Unix Technical Forum

Re: On-disk bitmap index patch

This is a discussion on Re: On-disk bitmap index patch within the pgsql Hackers forums, part of the PostgreSQL category; --> I think we do know, have you reviewed the results in the briefing? - Luke Sent from my GoodLink ...


Go Back   Unix Technical Forum > Database Server Software > PostgreSQL > pgsql Hackers

FAQ Members List Calendar Search Today's Posts Mark Forums Read
  #1 (permalink)  
Old 04-12-2008, 04:39 AM
Luke Lonergan
 
Posts: n/a
Default Re: On-disk bitmap index patch

I think we do know, have you reviewed the results in the briefing?


- Luke

Sent from my GoodLink synchronized handheld (www.good.com)


-----Original Message-----
From: mark@mark.mielke.cc [mailto:mark@mark.mielke.cc]
Sent: Tuesday, July 25, 2006 01:09 AM Eastern Standard Time
To: Tom Lane
Cc: Bruce Momjian; Jie Zhang; Hannu Krosing; Gavin Sherry; pgsql-hackers@postgresql.org; Luke Lonergan
Subject: Re: [HACKERS] On-disk bitmap index patch

On Tue, Jul 25, 2006 at 12:36:42AM -0400, Tom Lane wrote:
> mark@mark.mielke.cc writes:
> > Reading 1/4, for a larger table, has a good chance of being faster than
> > reading 4/4 of the table. :-)

> Really?
>
> If you have to hit one tuple out of four, it's pretty much guaranteed
> that you will need to fetch every heap page.
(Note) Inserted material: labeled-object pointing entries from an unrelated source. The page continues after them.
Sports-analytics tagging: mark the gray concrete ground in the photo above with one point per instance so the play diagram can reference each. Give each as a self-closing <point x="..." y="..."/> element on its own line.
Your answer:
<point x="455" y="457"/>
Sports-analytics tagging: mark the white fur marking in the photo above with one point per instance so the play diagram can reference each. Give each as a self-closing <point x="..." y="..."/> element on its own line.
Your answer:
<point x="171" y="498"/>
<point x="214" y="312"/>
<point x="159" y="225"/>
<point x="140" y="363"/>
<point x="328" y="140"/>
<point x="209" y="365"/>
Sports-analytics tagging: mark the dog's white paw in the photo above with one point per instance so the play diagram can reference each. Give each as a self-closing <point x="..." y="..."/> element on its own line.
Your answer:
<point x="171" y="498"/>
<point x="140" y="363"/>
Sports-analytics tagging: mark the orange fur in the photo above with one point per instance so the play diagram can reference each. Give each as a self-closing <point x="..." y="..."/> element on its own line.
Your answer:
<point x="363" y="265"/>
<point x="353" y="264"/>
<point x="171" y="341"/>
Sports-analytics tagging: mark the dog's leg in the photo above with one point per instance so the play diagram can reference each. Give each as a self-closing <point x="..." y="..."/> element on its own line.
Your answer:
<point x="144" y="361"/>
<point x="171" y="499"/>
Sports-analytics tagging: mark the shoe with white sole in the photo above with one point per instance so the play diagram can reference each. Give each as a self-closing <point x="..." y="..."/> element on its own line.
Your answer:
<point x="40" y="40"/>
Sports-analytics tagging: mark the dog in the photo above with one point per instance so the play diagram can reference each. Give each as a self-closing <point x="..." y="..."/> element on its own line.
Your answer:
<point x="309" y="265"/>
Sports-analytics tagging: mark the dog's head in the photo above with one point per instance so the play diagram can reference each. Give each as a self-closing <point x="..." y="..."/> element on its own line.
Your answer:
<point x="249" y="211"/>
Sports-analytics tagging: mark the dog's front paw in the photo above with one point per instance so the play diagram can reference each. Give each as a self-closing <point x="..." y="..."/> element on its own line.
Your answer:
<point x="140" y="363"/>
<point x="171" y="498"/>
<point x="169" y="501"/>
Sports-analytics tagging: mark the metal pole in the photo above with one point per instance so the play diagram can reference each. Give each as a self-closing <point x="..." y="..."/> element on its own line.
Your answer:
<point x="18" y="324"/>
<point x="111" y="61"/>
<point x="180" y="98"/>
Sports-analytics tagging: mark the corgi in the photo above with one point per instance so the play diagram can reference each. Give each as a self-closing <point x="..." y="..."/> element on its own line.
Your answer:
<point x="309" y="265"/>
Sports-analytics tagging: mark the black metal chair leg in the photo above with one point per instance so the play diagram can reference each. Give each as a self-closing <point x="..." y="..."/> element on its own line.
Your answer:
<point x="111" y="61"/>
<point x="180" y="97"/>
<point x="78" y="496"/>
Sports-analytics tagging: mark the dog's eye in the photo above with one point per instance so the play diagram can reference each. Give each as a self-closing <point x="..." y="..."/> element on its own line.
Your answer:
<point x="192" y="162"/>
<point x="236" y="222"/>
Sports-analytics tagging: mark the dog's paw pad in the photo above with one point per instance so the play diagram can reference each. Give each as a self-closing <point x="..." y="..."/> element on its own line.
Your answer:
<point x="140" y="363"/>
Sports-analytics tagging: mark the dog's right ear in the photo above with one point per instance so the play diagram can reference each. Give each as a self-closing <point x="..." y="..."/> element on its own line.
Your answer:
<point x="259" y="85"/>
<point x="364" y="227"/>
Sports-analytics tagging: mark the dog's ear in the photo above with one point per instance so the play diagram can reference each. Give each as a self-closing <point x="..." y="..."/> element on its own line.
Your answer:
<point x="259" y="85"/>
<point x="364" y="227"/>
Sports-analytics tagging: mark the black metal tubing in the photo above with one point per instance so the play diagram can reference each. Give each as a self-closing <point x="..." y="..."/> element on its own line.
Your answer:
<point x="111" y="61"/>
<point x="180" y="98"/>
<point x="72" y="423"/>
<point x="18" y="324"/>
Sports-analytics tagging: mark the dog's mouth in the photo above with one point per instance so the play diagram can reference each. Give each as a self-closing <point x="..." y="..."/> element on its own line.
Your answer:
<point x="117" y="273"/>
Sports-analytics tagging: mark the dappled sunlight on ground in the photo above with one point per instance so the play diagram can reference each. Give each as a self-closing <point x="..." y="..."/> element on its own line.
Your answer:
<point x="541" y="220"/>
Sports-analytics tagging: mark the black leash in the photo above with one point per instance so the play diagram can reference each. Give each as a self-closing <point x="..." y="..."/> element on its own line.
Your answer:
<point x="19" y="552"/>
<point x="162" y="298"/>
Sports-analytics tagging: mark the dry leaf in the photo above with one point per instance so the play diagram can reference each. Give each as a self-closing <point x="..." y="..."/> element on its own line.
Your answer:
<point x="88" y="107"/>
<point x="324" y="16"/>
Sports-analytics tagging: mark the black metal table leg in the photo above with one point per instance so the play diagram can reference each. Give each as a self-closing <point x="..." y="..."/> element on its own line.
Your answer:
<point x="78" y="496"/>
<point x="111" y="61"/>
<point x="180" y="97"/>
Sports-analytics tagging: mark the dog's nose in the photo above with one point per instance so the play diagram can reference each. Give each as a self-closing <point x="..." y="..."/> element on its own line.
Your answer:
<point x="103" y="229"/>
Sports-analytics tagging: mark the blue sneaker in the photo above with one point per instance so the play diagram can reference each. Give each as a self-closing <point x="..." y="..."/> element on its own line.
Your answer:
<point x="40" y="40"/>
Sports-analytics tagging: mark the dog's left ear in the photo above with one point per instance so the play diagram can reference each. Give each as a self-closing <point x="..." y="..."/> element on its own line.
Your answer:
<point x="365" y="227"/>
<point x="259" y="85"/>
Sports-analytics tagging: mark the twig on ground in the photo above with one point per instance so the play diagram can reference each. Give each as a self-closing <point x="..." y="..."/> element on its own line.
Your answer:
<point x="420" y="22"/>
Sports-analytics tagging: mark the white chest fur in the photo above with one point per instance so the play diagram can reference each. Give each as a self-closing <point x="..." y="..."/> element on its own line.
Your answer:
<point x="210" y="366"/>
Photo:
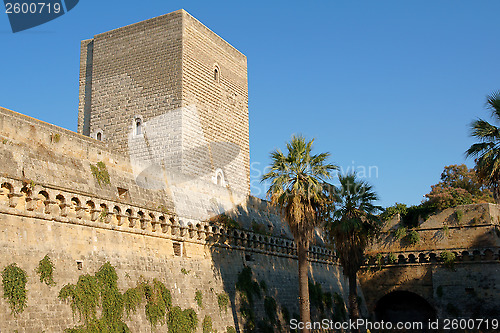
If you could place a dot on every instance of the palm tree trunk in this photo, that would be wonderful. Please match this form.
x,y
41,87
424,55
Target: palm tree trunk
x,y
496,194
305,311
353,300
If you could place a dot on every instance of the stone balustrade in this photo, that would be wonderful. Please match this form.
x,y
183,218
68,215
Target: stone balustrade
x,y
37,201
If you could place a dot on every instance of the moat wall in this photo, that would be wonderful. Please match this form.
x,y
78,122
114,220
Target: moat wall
x,y
466,287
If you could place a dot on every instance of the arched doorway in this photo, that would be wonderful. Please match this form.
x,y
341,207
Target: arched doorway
x,y
404,306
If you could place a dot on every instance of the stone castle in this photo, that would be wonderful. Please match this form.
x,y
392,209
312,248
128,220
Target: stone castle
x,y
162,151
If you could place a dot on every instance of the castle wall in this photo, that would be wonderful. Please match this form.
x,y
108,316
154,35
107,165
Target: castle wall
x,y
465,287
139,247
136,71
52,204
221,105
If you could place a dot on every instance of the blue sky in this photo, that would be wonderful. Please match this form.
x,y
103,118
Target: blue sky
x,y
385,86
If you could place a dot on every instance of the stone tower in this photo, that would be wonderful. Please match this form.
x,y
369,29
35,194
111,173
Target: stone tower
x,y
169,93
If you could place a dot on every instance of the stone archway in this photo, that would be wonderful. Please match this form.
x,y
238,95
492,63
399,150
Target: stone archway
x,y
404,306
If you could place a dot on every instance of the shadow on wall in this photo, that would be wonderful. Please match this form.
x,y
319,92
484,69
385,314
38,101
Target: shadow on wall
x,y
260,272
404,306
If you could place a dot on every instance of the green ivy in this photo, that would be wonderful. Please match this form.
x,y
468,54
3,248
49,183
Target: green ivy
x,y
45,270
448,259
198,297
413,237
98,294
389,212
247,286
223,301
158,301
225,221
400,232
100,173
14,281
182,321
206,325
439,291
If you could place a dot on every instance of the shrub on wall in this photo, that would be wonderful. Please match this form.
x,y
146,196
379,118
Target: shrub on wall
x,y
413,237
45,270
158,301
98,294
182,321
270,309
223,301
206,325
14,281
391,258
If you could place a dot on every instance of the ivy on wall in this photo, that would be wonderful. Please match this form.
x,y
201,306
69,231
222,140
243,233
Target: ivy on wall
x,y
158,301
45,271
99,291
182,321
14,288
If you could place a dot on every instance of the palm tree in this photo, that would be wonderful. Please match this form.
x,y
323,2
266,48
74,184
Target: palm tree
x,y
487,151
296,189
350,225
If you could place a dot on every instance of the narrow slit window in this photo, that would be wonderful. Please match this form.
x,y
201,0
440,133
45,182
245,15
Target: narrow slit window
x,y
216,74
138,127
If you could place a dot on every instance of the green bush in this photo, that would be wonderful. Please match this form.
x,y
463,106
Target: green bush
x,y
198,297
413,237
206,325
14,281
98,294
45,270
158,301
182,321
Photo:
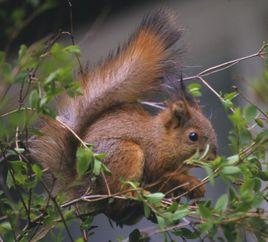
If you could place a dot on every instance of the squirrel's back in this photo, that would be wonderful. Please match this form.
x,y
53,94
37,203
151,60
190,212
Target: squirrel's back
x,y
132,73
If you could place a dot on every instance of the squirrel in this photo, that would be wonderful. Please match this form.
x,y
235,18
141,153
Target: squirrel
x,y
139,145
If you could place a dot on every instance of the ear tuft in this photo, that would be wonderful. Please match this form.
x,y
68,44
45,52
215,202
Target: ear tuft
x,y
177,115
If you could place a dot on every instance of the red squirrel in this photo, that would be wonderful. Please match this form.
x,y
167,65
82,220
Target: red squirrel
x,y
139,145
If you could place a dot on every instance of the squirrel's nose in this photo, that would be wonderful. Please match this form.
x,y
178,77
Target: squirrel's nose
x,y
212,152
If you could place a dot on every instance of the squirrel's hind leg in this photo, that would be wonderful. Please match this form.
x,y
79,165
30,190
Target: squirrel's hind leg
x,y
125,159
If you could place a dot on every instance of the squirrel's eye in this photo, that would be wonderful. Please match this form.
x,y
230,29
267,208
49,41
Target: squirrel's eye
x,y
193,136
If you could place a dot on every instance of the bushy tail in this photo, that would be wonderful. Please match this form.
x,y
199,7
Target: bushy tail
x,y
133,72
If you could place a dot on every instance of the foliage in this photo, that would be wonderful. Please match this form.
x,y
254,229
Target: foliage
x,y
43,71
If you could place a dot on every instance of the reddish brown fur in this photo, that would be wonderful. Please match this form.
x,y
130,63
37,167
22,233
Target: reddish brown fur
x,y
138,145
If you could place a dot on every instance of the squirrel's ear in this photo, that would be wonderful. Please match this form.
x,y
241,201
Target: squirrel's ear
x,y
178,114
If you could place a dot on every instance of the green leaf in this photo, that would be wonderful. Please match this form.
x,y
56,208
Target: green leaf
x,y
161,222
84,159
194,89
210,174
180,213
74,49
231,160
34,98
135,236
155,198
259,122
250,113
222,203
97,167
204,211
147,211
22,52
231,170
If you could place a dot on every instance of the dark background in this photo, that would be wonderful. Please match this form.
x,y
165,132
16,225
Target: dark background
x,y
215,32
So using an index provides
> zero I/O savings on the heap side, and any fetches needed to read the
> index are pure cost. Now you have to demonstrate that the CPU costs
> involved in processing the index are significantly cheaper than the cost
> of just testing the WHERE qual at every heap tuple --- not a bet that's
> likely to win at a one-in-four ratio.


Haha. Of course - but that's assuming uniform spread of the values.
Next I would try clustering the table on the bitmap index... :-)

My databases aren't as large as many of yours. Most or all of them
will fit in 1 Gbytes of RAM. The I/O cost isn't substantial for these,
but the WHERE clause might be.

But yeah - we don't know. Waste of code or performance boost.

Cheers,
mark

--
mark@mielke.cc / markm@ncf.ca / markm@nortel.com __________________________
.. . _ ._ . . .__ . . ._. .__ . . . .__ | Neighbourhood Coder
|\/| |_| |_| |/ |_ |\/| | |_ | |/ |_ |
| | | | | \ | \ |__ . | | .|. |__ |__ | \ |__ | Ottawa, Ontario, Canada

One ring to rule them all, one ring to find them, one ring to bring them all
and in the darkness bind them...

http://mark.mielke.cc/




---------------------------(end of broadcast)---------------------------
TIP 5: don't forget to increase your free space map settings

Digg this Post!Add Post to del.icio.usBookmark Post in TechnoratiFurl this Post!
Reply With Quote
  #2 (permalink)  
Old 04-12-2008, 04:41 AM
Tom Lane
 
Posts: n/a
Default Re: On-disk bitmap index patch

"Luke Lonergan" <LLonergan@greenplum.com> writes:
> I think we do know, have you reviewed the results in the briefing?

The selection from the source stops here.